For years, the storage industry has been conditioned to treat shortages as temporary. Cyclical downturns, followed by density gains, followed by relief.
But as we unpack in a recent episode of the Shared Everything podcast from VAST, what’s unfolding now looks different.
The current flash supply crunch is not simply a matter of demand outrunning manufacturing for a quarter or two. Instead we’re looking at the collision of AI-scale consumption with the physical limits of NAND production, the long timelines of fab expansion, and a market that no longer has meaningful slack.
That reality is forcing a reframing of where leverage actually exists, as VAST Co-Founder Jeff Denworth and Solidigm’s Scott Shadley explain.
AI infrastructure has changed the profile of storage demand in three important ways. First, the sheer volume of data being ingested has exploded. Training pipelines, inference logs, embeddings, checkpoints, and intermediate artifacts all want to live close to compute and stay accessible.
Second, access patterns have shifted. Random access is no longer a performance optimization; it is a requirement.
And third, tolerance for latency and inefficiency has collapsed. When GPUs cost tens of thousands of dollars per unit and are deployed by the hundreds of thousands, wasted I/O capacity becomes wasted compute.
At the same time, NAND manufacturing has lost the easy gains it once enjoyed. Layer counts continue to rise, but fab throughput does not scale linearly with density. Process times increase, toolchains diverge, and new fabs take years to bring online. Even the hard drive industry, long assumed to be the safety valve during flash shortages, is facing its own mechanical and power constraints. The result is a market where buying more media is no longer a reliable strategy.
In conversations with customers navigating the current crunch, one pattern shows up repeatedly. Organizations are discovering that their real flash consumption has far less to do with the amount of data they generate than with how inefficiently that data is stored. Triplicated databases sitting on top of triplicated object stores. Erasure codes chosen for simplicity rather than efficiency. Performance workarounds that multiply capacity requirements by three, six, or nine times.
Those design decisions were tolerable when flash was abundant and prices were falling, but they are untenable when allocation is fixed and lead times stretch into quarters.
VAST approaches the problem from a different direction, as Denworth outlines in this episode.
Instead of assuming flash is cheap and infinite, the system is built around extracting maximum usable capacity from every drive. That starts with erasure coding designed for flash from day one, delivering overhead on the order of a few percent rather than the double-digit penalties common in legacy systems. It continues with data reduction that operates globally across the dataset, not as a bolt-on feature or a best-effort optimization, but as a first-class architectural principle.
This goes well beyond theory. Across production environments, customers consistently see usable capacity expand by multiples relative to raw flash. In practical terms, this means organizations constrained by NAND allocation can meet ingest and retention goals without waiting for the supply chain to catch up. In extreme cases, environments that previously required multiple replicated copies for performance and protection collapse into a single, efficient footprint.
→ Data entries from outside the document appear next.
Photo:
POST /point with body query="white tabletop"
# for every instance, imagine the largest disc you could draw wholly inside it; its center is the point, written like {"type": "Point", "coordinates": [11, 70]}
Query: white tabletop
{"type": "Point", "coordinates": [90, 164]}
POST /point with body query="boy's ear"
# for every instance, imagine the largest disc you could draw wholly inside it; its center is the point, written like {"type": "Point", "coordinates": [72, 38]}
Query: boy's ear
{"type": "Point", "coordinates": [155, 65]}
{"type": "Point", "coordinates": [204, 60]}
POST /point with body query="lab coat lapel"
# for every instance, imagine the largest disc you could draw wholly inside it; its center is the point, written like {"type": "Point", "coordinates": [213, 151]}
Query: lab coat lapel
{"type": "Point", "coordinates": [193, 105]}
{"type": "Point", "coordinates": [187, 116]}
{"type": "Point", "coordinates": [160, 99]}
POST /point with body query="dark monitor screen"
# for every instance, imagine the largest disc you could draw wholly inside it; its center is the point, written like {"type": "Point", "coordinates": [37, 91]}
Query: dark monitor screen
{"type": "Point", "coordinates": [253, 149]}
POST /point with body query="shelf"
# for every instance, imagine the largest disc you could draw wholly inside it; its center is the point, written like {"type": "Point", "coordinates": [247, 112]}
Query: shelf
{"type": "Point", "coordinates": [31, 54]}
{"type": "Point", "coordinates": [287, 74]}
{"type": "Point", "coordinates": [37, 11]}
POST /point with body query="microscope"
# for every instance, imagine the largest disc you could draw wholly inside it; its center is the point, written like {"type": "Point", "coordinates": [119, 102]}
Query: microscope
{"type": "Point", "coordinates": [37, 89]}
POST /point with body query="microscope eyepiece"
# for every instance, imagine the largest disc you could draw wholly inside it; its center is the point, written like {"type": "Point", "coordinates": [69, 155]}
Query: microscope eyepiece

This also reframes the flash shortage from a procurement problem into a software problem.
What’s notable is how quickly this shift is happening. Efficiency used to be discussed in the context of power, cooling, and cost optimization. Those still matter, but they are no longer the primary drivers. Today, efficiency determines whether a deployment can happen at all. When hyperscalers are willing to place open-ended orders and enterprises are competing for the same constrained supply, the ability to make flash go two or three times further becomes a strategic advantage.
There’s also a second-order effect. As AI workloads increasingly demand instant access to data beyond GPU and CPU memory, flash becomes an extension of the compute fabric rather than a passive storage tier. Algorithms that assume random access and consistent latency unlock capabilities that simply are not possible on spinning media or heavily replicated architectures. This tight coupling between compute and data makes inefficiency even more expensive, because it directly impacts utilization upstream.
None of this eliminates the need for more flash. Fabs will expand, supply will eventually loosen, and the market will find a new equilibrium. But the lesson of this cycle is unlikely to fade. AI has exposed how fragile capacity planning becomes when it relies on abundance rather than design.
In the near term, the organizations that succeed will not be the ones that secured the largest allocations, but the ones that extracted the most value from what they already had. In that sense, the flash crunch is doing something the industry rarely gets forced to do: confront inefficiency head-on, and treat software architecture as a first-order supply chain lever.